The Russian FSB and Ukraine’s SBU must be thanking their lucky stars, for such a blessing and gift from the US Congress in order to silence and neutralize their political critics. Saudi Arabia has been using similar anti-terrorist legislation to arrest and harass opposition groups and individuals, political opponents and reformers and human rights activists since 2004 (Wall Street Journal, August 30, 2010). I suspect that both Russia and Ukraine will find the use of similar tactics too tempting to resist. Recently, Russia greatly expanded the list of groups that it considers as terrorists or extremists. The improvised explosive device (IED) that exploded in a Russian Orthodox Church in Zaporizhia during the visit by Russian Patriarch Kiril right on July 28, 2010 was no accident.  Ukrainian and Russian intelligence could easily resort to classical Soviet “false flag” tactics, planting bombs and fake evidence to incriminate key opposition individuals and groups and tagging them as terrorists. Not only could they become “enemy belligerents” but since intelligence agencies regularly exchange information, they could also end up on the American “no fly list”, further curtailing their movements and liberty.

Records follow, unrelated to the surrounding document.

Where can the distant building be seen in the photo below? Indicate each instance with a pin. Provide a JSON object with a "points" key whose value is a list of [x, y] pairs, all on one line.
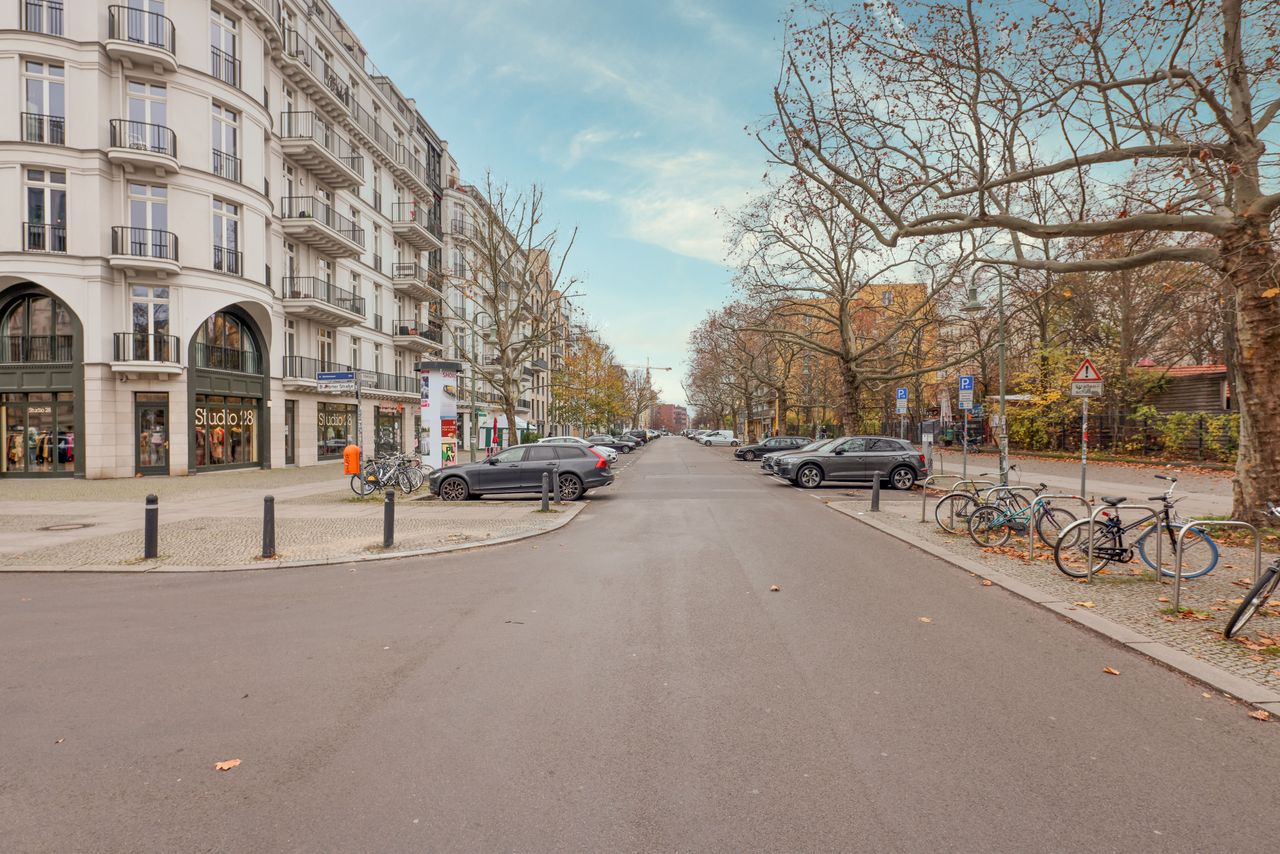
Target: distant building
{"points": [[668, 416]]}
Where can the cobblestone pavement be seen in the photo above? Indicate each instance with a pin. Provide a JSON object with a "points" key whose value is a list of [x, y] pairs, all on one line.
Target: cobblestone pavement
{"points": [[1128, 594]]}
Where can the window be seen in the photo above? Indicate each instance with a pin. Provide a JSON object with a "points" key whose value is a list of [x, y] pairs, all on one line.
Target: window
{"points": [[225, 137], [45, 228], [222, 39], [227, 255], [149, 324], [45, 108], [42, 16]]}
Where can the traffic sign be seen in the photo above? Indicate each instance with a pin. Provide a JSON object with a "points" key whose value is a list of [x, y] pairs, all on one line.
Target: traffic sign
{"points": [[1087, 380], [967, 392], [336, 380]]}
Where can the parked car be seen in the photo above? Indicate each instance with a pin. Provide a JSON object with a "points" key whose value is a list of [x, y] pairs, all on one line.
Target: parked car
{"points": [[612, 443], [720, 437], [520, 470], [773, 443], [609, 453], [855, 459], [768, 460]]}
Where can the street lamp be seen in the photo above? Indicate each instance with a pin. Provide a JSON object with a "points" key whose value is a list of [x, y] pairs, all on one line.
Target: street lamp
{"points": [[977, 305]]}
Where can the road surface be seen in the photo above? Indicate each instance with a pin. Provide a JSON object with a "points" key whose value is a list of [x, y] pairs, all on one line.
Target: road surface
{"points": [[627, 684]]}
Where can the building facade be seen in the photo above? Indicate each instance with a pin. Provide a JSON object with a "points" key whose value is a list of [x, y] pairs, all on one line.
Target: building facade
{"points": [[205, 205]]}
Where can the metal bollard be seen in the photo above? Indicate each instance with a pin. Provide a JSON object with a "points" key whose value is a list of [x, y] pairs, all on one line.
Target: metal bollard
{"points": [[389, 519], [151, 528], [269, 526]]}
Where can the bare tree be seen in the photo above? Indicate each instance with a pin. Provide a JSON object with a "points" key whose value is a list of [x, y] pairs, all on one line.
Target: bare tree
{"points": [[513, 288]]}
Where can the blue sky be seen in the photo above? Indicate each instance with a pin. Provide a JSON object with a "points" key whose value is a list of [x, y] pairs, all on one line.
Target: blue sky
{"points": [[631, 115]]}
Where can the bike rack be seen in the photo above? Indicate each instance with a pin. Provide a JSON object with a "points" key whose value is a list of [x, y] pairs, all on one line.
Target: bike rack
{"points": [[1210, 523], [924, 498], [1031, 524], [1104, 508]]}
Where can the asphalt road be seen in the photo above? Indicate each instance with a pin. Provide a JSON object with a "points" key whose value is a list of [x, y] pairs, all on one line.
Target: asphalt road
{"points": [[629, 684]]}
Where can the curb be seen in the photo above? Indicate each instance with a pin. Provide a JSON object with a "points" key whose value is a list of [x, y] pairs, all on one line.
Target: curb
{"points": [[1174, 660], [269, 563]]}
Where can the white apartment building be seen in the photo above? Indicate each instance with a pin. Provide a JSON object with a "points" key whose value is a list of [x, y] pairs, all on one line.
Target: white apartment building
{"points": [[202, 206]]}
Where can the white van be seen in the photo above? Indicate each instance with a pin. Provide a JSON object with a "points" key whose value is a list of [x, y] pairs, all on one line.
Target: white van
{"points": [[718, 437]]}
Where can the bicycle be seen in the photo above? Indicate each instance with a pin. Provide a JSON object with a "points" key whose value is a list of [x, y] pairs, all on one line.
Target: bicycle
{"points": [[992, 524], [1200, 551], [954, 508], [1258, 594]]}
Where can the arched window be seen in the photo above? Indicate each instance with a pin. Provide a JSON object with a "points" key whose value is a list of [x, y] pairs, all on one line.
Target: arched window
{"points": [[36, 328], [225, 342]]}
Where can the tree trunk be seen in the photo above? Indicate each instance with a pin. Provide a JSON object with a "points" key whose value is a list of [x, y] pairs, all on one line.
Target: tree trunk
{"points": [[1249, 264]]}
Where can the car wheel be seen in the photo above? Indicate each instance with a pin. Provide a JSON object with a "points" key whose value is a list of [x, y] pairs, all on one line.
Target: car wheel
{"points": [[903, 478], [809, 476], [571, 488], [455, 489]]}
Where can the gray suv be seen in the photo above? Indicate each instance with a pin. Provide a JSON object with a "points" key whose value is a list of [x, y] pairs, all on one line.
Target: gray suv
{"points": [[520, 469], [854, 459]]}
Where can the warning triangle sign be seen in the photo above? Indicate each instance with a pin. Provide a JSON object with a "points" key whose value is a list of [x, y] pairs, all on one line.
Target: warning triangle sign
{"points": [[1087, 373]]}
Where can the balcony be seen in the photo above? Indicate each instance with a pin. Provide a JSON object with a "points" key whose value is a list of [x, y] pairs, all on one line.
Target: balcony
{"points": [[306, 296], [144, 250], [223, 65], [315, 223], [144, 355], [48, 350], [225, 165], [142, 146], [140, 39], [46, 129], [416, 336], [310, 71], [41, 237], [414, 282], [228, 260], [415, 224], [312, 142]]}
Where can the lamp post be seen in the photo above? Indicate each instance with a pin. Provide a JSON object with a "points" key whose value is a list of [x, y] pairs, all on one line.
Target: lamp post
{"points": [[977, 305]]}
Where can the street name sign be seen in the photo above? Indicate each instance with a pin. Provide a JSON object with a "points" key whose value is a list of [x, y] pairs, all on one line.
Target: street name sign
{"points": [[1087, 380], [336, 380]]}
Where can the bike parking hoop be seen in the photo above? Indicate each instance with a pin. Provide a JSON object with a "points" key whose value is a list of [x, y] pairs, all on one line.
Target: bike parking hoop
{"points": [[1093, 517], [1210, 523], [1031, 519]]}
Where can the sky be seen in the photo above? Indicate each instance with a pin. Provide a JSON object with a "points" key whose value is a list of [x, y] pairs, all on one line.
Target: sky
{"points": [[632, 115]]}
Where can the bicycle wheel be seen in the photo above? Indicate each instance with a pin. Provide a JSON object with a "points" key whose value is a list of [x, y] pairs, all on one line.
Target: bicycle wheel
{"points": [[1200, 552], [1257, 597], [1072, 551], [952, 512], [1050, 523], [988, 528]]}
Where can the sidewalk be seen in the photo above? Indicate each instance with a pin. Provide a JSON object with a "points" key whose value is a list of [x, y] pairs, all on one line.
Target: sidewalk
{"points": [[1125, 596], [215, 523]]}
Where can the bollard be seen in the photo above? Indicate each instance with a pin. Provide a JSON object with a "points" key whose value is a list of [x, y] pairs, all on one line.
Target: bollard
{"points": [[151, 528], [269, 526], [389, 519]]}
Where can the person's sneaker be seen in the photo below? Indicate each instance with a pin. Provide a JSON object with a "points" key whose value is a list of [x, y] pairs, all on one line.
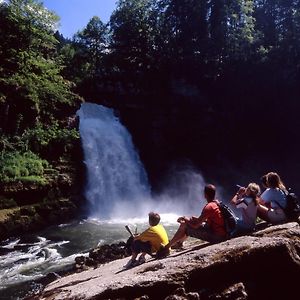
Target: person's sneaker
{"points": [[141, 260], [131, 263], [162, 252], [178, 245]]}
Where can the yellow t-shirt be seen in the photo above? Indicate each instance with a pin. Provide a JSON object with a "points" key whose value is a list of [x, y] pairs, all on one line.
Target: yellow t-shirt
{"points": [[156, 235]]}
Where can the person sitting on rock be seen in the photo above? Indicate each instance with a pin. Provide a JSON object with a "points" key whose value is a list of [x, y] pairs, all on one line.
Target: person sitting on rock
{"points": [[273, 200], [149, 241], [209, 226], [246, 200]]}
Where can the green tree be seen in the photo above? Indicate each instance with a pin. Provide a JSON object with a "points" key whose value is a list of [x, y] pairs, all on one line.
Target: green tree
{"points": [[32, 88]]}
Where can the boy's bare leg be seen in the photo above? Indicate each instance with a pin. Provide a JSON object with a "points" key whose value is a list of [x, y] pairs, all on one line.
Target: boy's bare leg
{"points": [[179, 236]]}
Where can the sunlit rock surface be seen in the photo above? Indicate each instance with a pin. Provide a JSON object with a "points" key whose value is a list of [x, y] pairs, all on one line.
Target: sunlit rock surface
{"points": [[265, 265]]}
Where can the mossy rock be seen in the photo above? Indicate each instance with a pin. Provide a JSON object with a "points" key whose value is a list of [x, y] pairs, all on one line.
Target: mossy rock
{"points": [[28, 211], [7, 202]]}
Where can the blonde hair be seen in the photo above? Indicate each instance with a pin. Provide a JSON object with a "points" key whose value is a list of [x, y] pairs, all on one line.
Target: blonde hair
{"points": [[154, 218], [254, 191], [274, 181]]}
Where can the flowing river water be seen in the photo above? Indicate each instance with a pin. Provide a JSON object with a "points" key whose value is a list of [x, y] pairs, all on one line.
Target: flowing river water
{"points": [[117, 193]]}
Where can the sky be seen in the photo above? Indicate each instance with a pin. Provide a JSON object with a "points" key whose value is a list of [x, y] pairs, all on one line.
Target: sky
{"points": [[75, 14]]}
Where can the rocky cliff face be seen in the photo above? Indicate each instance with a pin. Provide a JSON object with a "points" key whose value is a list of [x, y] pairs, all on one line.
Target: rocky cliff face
{"points": [[265, 265], [31, 207]]}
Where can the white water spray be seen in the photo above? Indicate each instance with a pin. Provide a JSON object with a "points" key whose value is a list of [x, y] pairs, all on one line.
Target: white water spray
{"points": [[116, 180]]}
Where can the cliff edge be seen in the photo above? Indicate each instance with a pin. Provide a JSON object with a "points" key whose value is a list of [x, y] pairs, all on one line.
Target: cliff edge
{"points": [[265, 265]]}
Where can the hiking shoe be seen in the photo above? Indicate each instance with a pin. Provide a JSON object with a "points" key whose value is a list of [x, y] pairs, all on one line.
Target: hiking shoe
{"points": [[141, 260], [131, 263], [162, 252], [178, 245]]}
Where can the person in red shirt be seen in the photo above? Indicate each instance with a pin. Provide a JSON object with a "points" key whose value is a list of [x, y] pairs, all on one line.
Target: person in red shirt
{"points": [[209, 226]]}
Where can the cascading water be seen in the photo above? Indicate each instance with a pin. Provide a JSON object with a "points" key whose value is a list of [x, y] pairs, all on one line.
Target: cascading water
{"points": [[116, 181]]}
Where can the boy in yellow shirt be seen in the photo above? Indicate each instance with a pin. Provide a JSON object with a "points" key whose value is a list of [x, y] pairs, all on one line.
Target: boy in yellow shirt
{"points": [[148, 241]]}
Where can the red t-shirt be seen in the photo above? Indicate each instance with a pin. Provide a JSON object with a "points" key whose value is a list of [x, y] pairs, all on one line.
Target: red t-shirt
{"points": [[212, 215]]}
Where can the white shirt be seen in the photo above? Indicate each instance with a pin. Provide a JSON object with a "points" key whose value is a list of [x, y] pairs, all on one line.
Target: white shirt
{"points": [[275, 196]]}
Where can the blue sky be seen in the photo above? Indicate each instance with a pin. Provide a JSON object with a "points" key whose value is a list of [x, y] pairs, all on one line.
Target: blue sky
{"points": [[75, 14]]}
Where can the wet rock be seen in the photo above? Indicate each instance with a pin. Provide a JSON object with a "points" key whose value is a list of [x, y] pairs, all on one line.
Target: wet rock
{"points": [[246, 267]]}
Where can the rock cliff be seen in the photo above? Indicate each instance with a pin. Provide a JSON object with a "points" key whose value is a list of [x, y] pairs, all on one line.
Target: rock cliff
{"points": [[265, 265]]}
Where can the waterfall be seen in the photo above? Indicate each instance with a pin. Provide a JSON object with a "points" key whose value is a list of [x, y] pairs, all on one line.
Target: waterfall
{"points": [[116, 182]]}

Reaction by people to these so-far fictitious scenarios has ranged from denial, surprise and shock – “This could never happen again” to “You may have a point here.” This seems plausible to me and maybe the Diaspora should be exploring strategies to mitigate and lessen the potential negative consequences.

Walter (Wolodymyr) Derzko is a Senior Fellow at the Strategic Innovation Lab (sLab), and a lecturer in the MA program in Strategic Foresight and Innovation, Ontario College of Art & Design (OCAD) University in Toronto.